Last year, Davis became the first black actress to win an Emmy for best actress in a leading role on a TV drama, for her performance in How to Get Away With Murder.
At the time, The Help star gave an emotional acceptance speech which echoed her comments this week: “The only thing that separates women of colour from anyone else is opportunity. You cannot win an Emmy for roles that are simply not there.”
Davis is among a growing body of stars who have spoken out after all 20 acting nominations at this year’s Academy Awards went to white performers.
Oscar winner Reese Witherspoon expressed her “disappointment” on her Facebook page: “So disappointed that some of 2015’s best films, film-makers and performances were not recognised,” she wrote.
“Nothing can diminish the quality of their work, but these film-makers deserve recognition. As an Academy member, I would love to see a more diverse voting membership.”
But double Oscar-winner, Sir Michael Caine, advised black actors to “be patient”.
“There’s loads of black actors. In the end you can’t vote for an actor because he’s black. You can’t say ‘I’m going to vote for him, he’s not very good, but he’s black, I’ll vote for him’,” he told BBC Radio 4’s Today.
“You have to give a good performance and I’m sure people have.
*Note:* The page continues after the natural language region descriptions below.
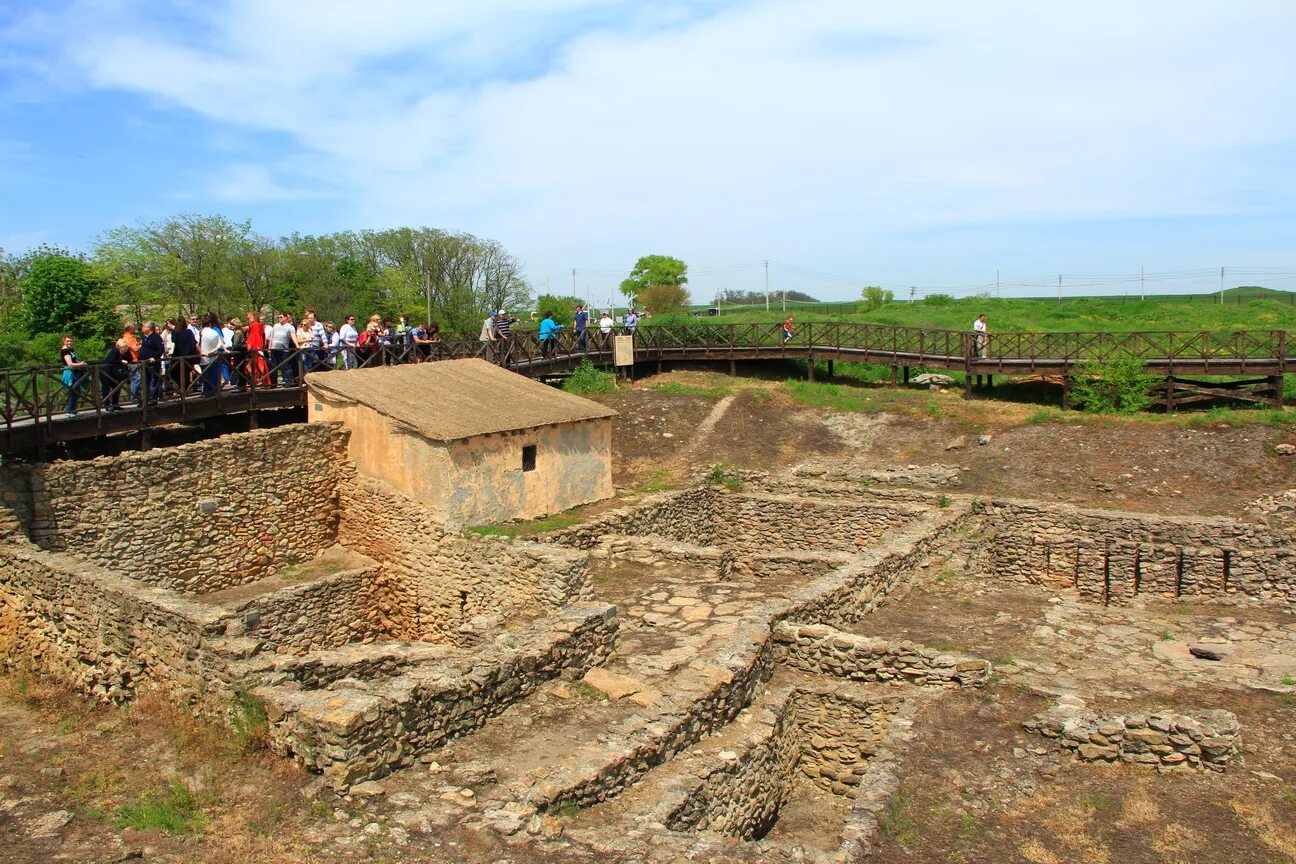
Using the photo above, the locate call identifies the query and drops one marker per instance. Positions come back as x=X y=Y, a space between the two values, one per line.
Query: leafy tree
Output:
x=664 y=298
x=655 y=270
x=58 y=293
x=563 y=307
x=1116 y=386
x=876 y=297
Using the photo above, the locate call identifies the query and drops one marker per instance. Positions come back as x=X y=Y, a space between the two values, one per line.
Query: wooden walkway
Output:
x=33 y=402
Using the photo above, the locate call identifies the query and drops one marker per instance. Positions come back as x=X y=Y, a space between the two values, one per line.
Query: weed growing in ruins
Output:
x=721 y=476
x=896 y=821
x=249 y=722
x=587 y=380
x=174 y=810
x=716 y=390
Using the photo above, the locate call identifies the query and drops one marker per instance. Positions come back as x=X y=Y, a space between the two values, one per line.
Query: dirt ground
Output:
x=977 y=788
x=1178 y=465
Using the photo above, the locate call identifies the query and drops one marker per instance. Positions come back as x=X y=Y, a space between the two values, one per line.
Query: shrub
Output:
x=1116 y=386
x=587 y=380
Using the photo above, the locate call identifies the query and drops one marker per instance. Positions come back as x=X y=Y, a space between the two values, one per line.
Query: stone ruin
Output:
x=704 y=656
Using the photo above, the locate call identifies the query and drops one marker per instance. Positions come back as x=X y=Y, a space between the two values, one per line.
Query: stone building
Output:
x=473 y=442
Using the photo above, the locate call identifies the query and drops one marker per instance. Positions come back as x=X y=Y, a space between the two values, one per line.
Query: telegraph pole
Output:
x=766 y=284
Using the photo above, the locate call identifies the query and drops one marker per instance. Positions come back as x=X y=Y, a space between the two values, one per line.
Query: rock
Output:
x=49 y=824
x=613 y=684
x=1209 y=652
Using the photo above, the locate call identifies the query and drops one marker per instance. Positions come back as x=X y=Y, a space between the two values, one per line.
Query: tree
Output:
x=655 y=270
x=58 y=293
x=664 y=298
x=876 y=297
x=563 y=307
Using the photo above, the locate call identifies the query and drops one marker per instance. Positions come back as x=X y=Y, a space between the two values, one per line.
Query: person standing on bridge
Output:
x=73 y=376
x=548 y=334
x=581 y=325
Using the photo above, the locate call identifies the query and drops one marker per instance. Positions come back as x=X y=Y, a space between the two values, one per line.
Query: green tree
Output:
x=655 y=270
x=876 y=297
x=563 y=307
x=664 y=298
x=58 y=293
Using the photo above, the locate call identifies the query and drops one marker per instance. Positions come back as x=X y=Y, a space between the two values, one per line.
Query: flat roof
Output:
x=455 y=399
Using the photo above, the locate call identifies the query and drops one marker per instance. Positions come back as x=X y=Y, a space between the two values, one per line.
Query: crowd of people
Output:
x=206 y=354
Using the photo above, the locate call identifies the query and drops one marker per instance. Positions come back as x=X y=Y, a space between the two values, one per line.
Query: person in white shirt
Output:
x=347 y=338
x=604 y=329
x=980 y=336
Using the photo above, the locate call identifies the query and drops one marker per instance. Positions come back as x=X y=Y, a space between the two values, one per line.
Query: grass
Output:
x=716 y=390
x=896 y=820
x=587 y=380
x=173 y=810
x=835 y=397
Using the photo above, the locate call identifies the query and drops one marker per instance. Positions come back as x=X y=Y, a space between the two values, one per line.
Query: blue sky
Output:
x=927 y=144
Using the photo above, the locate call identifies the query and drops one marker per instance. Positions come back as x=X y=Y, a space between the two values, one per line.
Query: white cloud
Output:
x=587 y=131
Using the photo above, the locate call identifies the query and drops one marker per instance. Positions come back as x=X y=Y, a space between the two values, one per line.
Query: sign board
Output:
x=624 y=350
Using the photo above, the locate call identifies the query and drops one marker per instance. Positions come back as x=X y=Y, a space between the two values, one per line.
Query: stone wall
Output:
x=1163 y=738
x=197 y=517
x=103 y=634
x=823 y=650
x=747 y=523
x=441 y=582
x=349 y=733
x=327 y=613
x=1111 y=556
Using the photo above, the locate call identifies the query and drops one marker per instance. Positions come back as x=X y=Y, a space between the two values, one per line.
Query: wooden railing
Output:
x=35 y=397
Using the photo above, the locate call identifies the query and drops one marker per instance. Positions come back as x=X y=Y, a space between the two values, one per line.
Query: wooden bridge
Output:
x=33 y=402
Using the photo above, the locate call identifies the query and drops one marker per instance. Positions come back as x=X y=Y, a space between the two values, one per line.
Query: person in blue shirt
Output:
x=581 y=325
x=548 y=334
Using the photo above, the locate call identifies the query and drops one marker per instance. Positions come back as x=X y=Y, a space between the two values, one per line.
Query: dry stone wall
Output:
x=197 y=517
x=353 y=733
x=104 y=634
x=1161 y=740
x=439 y=583
x=822 y=650
x=1113 y=556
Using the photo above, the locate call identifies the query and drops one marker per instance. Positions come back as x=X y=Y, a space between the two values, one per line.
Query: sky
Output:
x=945 y=145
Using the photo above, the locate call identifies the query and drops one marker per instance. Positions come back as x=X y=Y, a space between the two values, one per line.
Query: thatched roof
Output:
x=455 y=399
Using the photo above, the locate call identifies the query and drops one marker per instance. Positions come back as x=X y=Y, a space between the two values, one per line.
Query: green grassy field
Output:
x=1244 y=308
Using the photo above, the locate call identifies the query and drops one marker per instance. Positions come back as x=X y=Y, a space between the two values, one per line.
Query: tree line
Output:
x=193 y=263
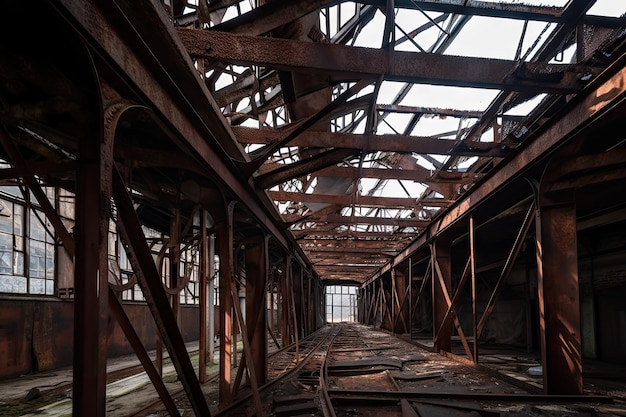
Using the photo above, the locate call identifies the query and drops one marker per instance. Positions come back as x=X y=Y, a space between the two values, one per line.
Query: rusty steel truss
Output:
x=275 y=127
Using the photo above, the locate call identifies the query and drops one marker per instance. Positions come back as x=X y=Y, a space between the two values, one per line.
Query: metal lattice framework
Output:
x=341 y=107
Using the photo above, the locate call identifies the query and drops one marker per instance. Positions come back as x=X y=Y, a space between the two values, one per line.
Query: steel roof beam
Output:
x=368 y=63
x=385 y=143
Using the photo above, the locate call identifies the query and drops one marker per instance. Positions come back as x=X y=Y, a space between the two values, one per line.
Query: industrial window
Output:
x=340 y=303
x=27 y=244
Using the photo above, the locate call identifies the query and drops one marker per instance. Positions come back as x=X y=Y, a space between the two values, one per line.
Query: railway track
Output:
x=353 y=370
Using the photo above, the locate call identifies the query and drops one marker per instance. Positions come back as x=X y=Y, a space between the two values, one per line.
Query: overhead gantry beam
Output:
x=384 y=143
x=352 y=63
x=360 y=200
x=194 y=118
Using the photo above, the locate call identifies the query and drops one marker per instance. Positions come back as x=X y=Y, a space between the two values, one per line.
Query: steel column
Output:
x=441 y=266
x=91 y=311
x=559 y=308
x=257 y=261
x=225 y=243
x=202 y=321
x=149 y=279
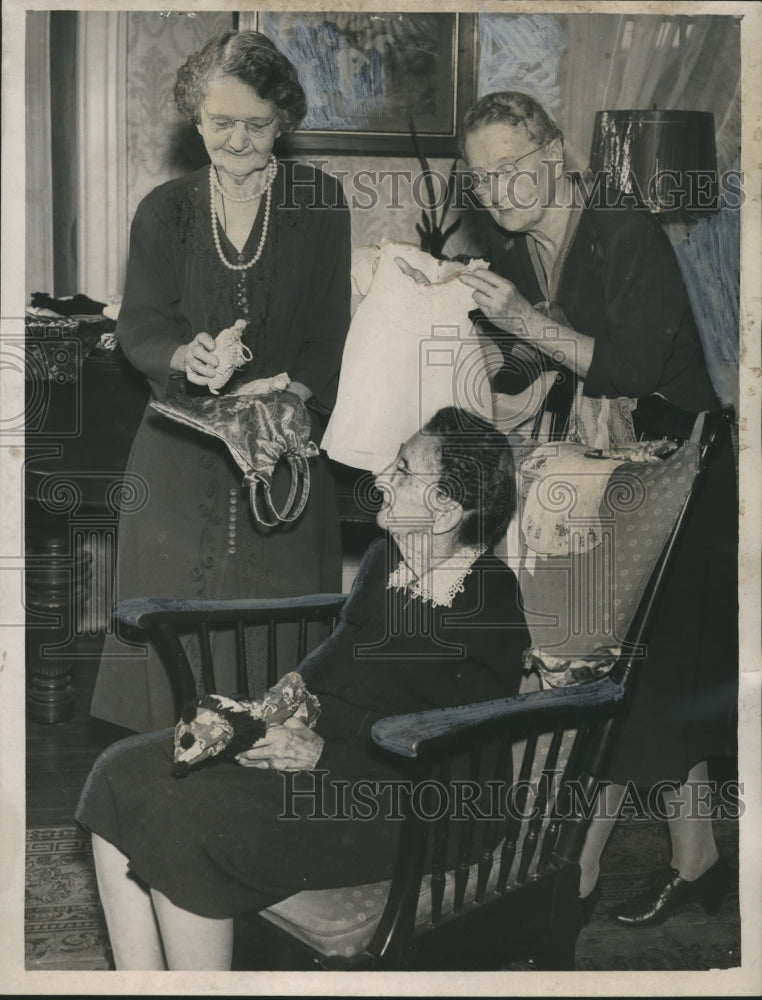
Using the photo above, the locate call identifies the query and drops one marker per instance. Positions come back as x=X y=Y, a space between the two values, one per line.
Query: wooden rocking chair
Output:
x=517 y=902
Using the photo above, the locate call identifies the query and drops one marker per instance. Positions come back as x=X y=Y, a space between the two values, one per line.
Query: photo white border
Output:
x=746 y=980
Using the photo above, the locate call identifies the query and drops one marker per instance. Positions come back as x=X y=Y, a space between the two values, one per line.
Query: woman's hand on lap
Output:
x=288 y=747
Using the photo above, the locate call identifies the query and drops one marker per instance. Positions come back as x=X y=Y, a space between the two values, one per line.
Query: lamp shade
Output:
x=665 y=160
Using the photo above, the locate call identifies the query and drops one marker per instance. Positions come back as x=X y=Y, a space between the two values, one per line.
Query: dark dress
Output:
x=194 y=534
x=215 y=841
x=621 y=284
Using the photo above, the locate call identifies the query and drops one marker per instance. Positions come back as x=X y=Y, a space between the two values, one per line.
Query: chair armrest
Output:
x=135 y=611
x=439 y=729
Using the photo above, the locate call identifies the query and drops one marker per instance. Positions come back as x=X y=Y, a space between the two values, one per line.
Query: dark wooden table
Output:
x=83 y=404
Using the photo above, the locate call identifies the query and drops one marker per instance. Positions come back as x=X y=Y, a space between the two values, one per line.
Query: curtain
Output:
x=39 y=165
x=620 y=62
x=625 y=61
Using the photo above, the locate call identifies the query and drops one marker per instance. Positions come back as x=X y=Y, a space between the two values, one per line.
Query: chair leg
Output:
x=556 y=956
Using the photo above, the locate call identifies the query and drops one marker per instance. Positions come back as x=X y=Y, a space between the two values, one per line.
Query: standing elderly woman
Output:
x=621 y=321
x=440 y=618
x=246 y=238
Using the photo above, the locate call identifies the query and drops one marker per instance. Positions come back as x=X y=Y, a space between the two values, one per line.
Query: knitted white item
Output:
x=231 y=352
x=440 y=584
x=411 y=349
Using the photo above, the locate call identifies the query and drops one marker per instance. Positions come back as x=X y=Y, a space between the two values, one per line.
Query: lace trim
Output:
x=439 y=585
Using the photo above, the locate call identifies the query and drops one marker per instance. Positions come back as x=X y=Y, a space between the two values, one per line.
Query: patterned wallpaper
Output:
x=160 y=143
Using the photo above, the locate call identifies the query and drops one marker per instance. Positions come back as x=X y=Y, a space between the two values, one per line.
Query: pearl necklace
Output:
x=272 y=170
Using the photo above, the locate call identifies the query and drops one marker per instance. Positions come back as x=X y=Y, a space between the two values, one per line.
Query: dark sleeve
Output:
x=328 y=291
x=644 y=300
x=490 y=625
x=147 y=329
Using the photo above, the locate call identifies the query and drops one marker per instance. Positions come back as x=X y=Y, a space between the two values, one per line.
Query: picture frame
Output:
x=371 y=72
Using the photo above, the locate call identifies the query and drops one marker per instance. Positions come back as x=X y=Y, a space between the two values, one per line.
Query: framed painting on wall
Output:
x=367 y=74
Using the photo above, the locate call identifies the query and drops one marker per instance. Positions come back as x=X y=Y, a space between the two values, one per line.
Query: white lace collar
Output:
x=440 y=584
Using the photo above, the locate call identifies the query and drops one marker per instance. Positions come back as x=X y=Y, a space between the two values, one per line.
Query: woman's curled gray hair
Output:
x=511 y=107
x=251 y=58
x=477 y=471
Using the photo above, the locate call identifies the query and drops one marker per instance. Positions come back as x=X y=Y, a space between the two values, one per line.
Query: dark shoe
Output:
x=670 y=893
x=584 y=907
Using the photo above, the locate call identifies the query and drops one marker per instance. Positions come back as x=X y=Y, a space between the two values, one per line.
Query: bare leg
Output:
x=694 y=850
x=597 y=837
x=191 y=941
x=132 y=927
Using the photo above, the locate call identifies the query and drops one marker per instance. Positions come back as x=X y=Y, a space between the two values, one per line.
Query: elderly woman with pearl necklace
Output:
x=245 y=238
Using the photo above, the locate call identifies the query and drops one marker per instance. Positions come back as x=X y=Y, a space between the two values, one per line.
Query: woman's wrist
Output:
x=177 y=361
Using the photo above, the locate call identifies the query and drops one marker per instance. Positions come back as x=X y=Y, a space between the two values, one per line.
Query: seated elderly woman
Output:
x=177 y=859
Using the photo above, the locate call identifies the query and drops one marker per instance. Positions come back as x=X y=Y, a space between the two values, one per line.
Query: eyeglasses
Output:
x=482 y=180
x=223 y=125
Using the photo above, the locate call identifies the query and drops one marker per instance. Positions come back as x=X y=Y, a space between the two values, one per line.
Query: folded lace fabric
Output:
x=259 y=430
x=215 y=726
x=567 y=484
x=566 y=671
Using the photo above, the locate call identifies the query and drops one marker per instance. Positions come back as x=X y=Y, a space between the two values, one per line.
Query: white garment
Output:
x=439 y=585
x=411 y=349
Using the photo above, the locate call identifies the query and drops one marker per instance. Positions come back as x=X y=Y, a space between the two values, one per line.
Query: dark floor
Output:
x=59 y=758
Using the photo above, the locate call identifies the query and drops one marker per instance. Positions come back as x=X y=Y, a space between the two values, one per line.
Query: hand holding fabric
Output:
x=500 y=302
x=197 y=359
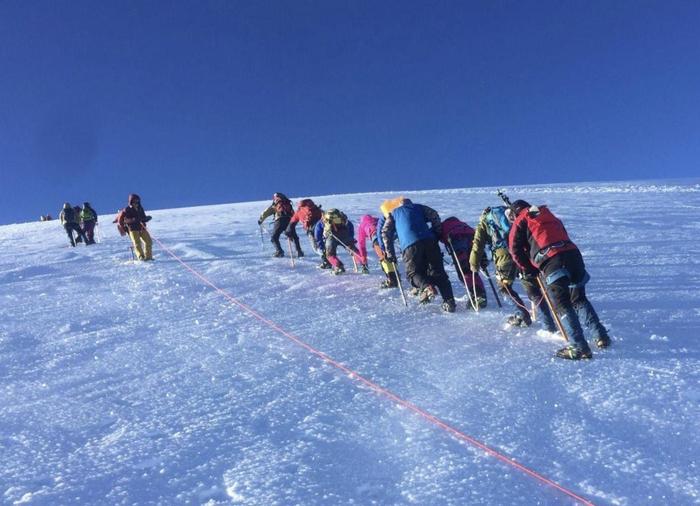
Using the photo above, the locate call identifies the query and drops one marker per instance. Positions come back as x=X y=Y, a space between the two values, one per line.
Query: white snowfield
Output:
x=136 y=383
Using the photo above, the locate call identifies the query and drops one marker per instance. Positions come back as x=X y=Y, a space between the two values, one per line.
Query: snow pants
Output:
x=291 y=232
x=474 y=282
x=340 y=235
x=71 y=227
x=279 y=226
x=565 y=277
x=506 y=271
x=143 y=244
x=424 y=267
x=89 y=230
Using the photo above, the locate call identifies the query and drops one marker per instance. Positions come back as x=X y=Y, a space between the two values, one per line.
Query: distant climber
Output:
x=133 y=219
x=281 y=208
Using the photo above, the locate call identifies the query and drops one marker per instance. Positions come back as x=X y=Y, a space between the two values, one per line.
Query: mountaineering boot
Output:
x=519 y=320
x=573 y=352
x=602 y=342
x=589 y=318
x=480 y=303
x=389 y=283
x=545 y=316
x=426 y=295
x=449 y=306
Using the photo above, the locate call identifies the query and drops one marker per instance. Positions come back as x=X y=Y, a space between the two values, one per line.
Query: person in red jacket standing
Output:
x=539 y=243
x=133 y=219
x=307 y=214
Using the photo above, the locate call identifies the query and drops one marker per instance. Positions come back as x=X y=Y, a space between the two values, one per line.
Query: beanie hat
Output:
x=519 y=205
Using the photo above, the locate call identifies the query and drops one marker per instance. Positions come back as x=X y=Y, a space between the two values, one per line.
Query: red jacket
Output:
x=537 y=235
x=307 y=214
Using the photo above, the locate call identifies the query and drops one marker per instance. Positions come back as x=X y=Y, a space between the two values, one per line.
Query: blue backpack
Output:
x=498 y=226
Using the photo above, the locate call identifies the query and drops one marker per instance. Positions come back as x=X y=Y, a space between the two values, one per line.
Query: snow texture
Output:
x=136 y=383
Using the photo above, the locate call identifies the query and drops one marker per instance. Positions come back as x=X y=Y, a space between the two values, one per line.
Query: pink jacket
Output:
x=367 y=230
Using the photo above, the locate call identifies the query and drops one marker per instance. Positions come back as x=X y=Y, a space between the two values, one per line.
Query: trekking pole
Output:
x=352 y=253
x=504 y=198
x=398 y=280
x=291 y=254
x=493 y=288
x=458 y=268
x=545 y=294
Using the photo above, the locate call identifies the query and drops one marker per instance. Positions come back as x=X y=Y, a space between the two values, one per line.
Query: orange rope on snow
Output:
x=456 y=433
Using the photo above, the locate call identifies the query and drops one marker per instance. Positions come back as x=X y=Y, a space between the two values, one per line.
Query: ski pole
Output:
x=313 y=245
x=545 y=294
x=493 y=288
x=398 y=280
x=352 y=253
x=291 y=254
x=458 y=268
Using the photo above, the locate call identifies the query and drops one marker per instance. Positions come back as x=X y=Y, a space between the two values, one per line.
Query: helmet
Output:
x=519 y=205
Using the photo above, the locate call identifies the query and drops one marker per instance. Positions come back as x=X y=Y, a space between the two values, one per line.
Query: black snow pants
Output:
x=424 y=267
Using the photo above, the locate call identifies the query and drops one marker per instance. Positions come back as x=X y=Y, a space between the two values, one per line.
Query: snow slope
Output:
x=133 y=383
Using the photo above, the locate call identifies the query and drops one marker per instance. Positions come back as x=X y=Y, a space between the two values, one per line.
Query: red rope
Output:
x=377 y=388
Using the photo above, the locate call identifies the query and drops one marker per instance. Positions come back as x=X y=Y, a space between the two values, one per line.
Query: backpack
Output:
x=69 y=215
x=87 y=214
x=310 y=213
x=336 y=218
x=283 y=206
x=458 y=234
x=498 y=226
x=545 y=228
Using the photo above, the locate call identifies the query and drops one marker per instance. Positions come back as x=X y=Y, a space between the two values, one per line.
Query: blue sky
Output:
x=208 y=102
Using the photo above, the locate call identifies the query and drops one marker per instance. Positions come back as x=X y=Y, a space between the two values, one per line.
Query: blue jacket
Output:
x=380 y=239
x=410 y=223
x=318 y=236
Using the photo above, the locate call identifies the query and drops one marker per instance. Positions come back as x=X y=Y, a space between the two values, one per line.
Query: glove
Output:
x=530 y=272
x=484 y=262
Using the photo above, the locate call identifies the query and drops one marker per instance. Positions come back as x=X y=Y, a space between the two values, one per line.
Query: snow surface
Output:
x=135 y=383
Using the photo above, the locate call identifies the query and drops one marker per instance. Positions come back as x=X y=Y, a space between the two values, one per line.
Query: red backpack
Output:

I saw Idris Elba [in Beasts Of No Nation]… I thought he was wonderful.
“Of course it will come. It took me years to get an Oscar, years,” he added.
On Thursday, former Oscar nominee Will Smith joined his wife Jada Pinkett Smith and director Spike Lee in boycotting this year’s Oscar ceremony on 26 February.
Speaking at Davos, musician and actor Will.i.am was asked if he considered there to be diversity problem in the music and film industry: “I have a very long answer to that. The things that they’re rallying against are true, there is… diversity issues… but… the people that are actually rallying are very powerful, and they could create their own Academy, so I go for – start your own Academy.”
Actors Mark Ruffalo and Dustin Hoffman have backed colleagues boycotting the Oscars, while Quincy Jones has demanded to “speak for five minutes on the lack of diversity” at the ceremony, or he will refuse to fulfil his role as a presenter.
Fast and Furious star Tyrese Gibson and rapper 50 Cent have called on Chris Rock to step down as Oscars host in the wake of the furore.
At the opening of the Sundance Film Festival, founder Robert Redford – who is himself an Oscar winner and four-time nominee – refused to be drawn directly on the Oscars controversy, but stressed one of the fundamental tenets of Sundance was diversity.
“There’s always a tendency, it seems, to label things and speak out against things, but I want to make it clear that I’m not against the mainstream,” he said.
“I’ve been a part of that and very happy to have been a part of that. I’m not against mainstream, this is just meant to broaden the film industry … give audiences more choices.”